What is the affine ring of $\mathbb{P}^1_K - P$ where $P$ is a closed but possibly non-$K$-rational point.

Question

Let $K$ be a field, and let $P\in\mathbb{P}^1_K$ be a closed point. If $P$ is a $K$-rational point, then $\mathbb{P}^1_K - P = \text{Spec }K[x]$.

In general I believe $\mathbb{P}^1_K - P$ is still affine. How can we describe its affine ring?

Answer 1

I claim that $P=(F)$ for an irreducible homogeneous polynomial $F\in K[x,y]$, and that therefore $\Bbb{P}^1_K-P=D_+(F)$ is in fact a distinguished open affine.

To see this, consider the affine cones involved. The affine cone of $\Bbb{P}^1_K$ is just $\Bbb{A}^2_K$, and the affine cone of $P$ will have codimension 1 in $\Bbb{A}^2$, and is therefore an irreducible hypersurface. Thus to show that the ideal of $P$ is generated by a single homogeneous element, it suffices to show that irreducible hypersurfaces in $\Bbb{A}^2$ are cut out by a single element.
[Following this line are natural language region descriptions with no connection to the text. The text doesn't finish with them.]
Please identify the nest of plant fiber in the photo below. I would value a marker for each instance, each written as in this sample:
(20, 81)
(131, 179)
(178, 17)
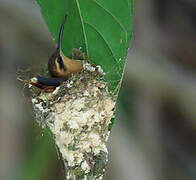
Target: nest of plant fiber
(79, 114)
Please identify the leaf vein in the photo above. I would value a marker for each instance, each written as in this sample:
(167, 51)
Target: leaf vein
(122, 27)
(83, 29)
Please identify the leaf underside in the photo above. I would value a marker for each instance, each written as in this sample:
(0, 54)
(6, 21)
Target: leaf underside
(102, 28)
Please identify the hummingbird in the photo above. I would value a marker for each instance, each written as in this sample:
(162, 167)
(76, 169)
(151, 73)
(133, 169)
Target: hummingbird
(60, 67)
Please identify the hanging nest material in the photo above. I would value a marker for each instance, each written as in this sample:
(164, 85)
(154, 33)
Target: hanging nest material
(79, 114)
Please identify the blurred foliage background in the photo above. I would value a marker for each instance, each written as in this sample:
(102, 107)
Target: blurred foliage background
(155, 130)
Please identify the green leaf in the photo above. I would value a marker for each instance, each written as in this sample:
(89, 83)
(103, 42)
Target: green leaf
(102, 28)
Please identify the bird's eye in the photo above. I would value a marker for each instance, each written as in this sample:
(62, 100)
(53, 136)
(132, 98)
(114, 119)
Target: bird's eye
(60, 62)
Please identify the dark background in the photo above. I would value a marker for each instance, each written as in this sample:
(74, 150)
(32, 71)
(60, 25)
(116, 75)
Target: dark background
(155, 130)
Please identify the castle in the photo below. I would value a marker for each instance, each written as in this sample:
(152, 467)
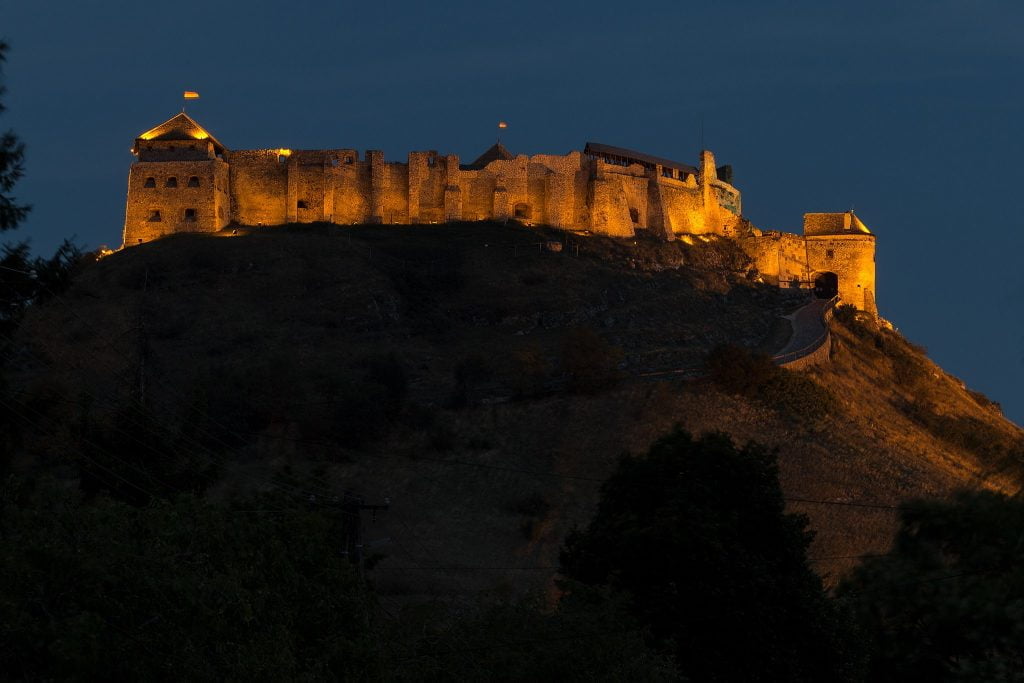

Consider the ideal $(f,g)\subseteq K[x,y]$, with $f\nmid g$ and $g\nmid f$. If $\gcd(f,g)\ne 1$, then there is an irreducible $\pi$ with $\pi \mid f$ and $\pi \mid g$, and then we have that $(f,g)\subseteq (\pi)$, however $\pi$ cuts out an irreducible hypersurface, as does $(f,g)$, so we have in fact that $(f,g)=(\pi)$. On the other hand, if $\gcd(f,g)=1$, then working in $K(x)[y]$, we have that $Af+Bg=1$ for $A,B\in K(x)[y]$, or $af+bg=p(x)$, with $a,b\in K[x,y]$ and $p\in K[x]$ by clearing denominators. Similarly, there is $a',b'\in K[x,y]$ and $q\in K[y]$ with $a'f+b'g=q(y)$. Then we have that $(K[x]/(p))[y]/(q)$ is finite dimensional over $K$, and $(p(x),q(y))\subseteq (f,g)$, so $K[x,y]/(f,g)$ is finite dimensional over $K$, hence Artinian, and hence $\operatorname{Spec} K[x,y]/(f,g)$ is $0$ dimensional, contradicting our assumption that $(f,g)$ cut out an irreducible hypersurface. Thus all irreducible hypersurfaces in $\Bbb{A}^2_K$ are cut out by a single irreducible polynomial.

As a result, this implies that the affine cone of $P$ in $\Bbb{A}^2(K)$ is cut out by a single homogeneous polynomial, $F$, and $\Bbb{P}^1_K-P=D_+(F) = \operatorname{Spec} ((K[x,y]_F)_0)$